Semarang’s plan made Karsten the most influential town planner in the colony almost overnight. Van Roosmalen gives a clear account of the steps taken by several municipalities on the road to sociospatial planning and the roles Karsten played in this respect until the Japanese occupation. A report on Indies town planning, presented at a conference of local administrators in 1920 became ‘an influential theoretical treatise as well as a practical handbook for planners’ (p. 279; included as an appendix in this book). A second report, of which he was a major author, the ´Explanatory Memorandum on the Town Planning Ordinance for Municipalities on Java´ that appeared in 1938, became the legal and methodological foundation for town planning in Indonesia since 1948 until its replacement in 1992, and has probably been the most influential document underlying Indonesia’s urban planning for a long time.[ii] Van Roosmalen concludes that Karsten played a fundamental role in the field of urban planning, and adds lyrically that the ‘tangible evidence of the surviving picturesque lanes and boulevards in cities like Semarang and Malang, will continue to inspire his counterparts in today’s Indonesia’ (p. 303).

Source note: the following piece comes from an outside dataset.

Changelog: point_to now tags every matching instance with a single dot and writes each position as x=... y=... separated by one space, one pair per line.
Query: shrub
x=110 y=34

Finally, an unavoidable remark is that its content does not show clear signs of much editing. An introduction and outline would have improved the accessibility to and coherence in the ten studies in their mutual relation, while various duplicates exist in several essays, e.g. on Javanese architecture. In spite of this observation and of some critical remarks elsewhere in this review, it is a thorough and profound set of essays, written by four of his admirers and brought together in a book that also includes some useful additional background information such as Karsten’s bibliography and a few of his publications (translated). Moreover, it is a book on a certainly remarkable man at work in the Dutch East Indies. Apart from the considerations of what ‘made Karsten tick’, important decades of architectural and planning history of the Dutch colony and independent Indonesia have been documented, brought together, and presented to, hopefully, many readers in this book.

[i] However, one has to add that these urban plans did not contain the important component of social housing, as in Europe.
[ii] This report has unfortunately not been included in this book. However, it has been published in an English translation, in: W. F. Wertheim, et al. (eds), The Indonesian Town, Studies in Urban Sociology, The Hague and Bandung: W. van Hoeve Ltd, 1958, pp. 1-76.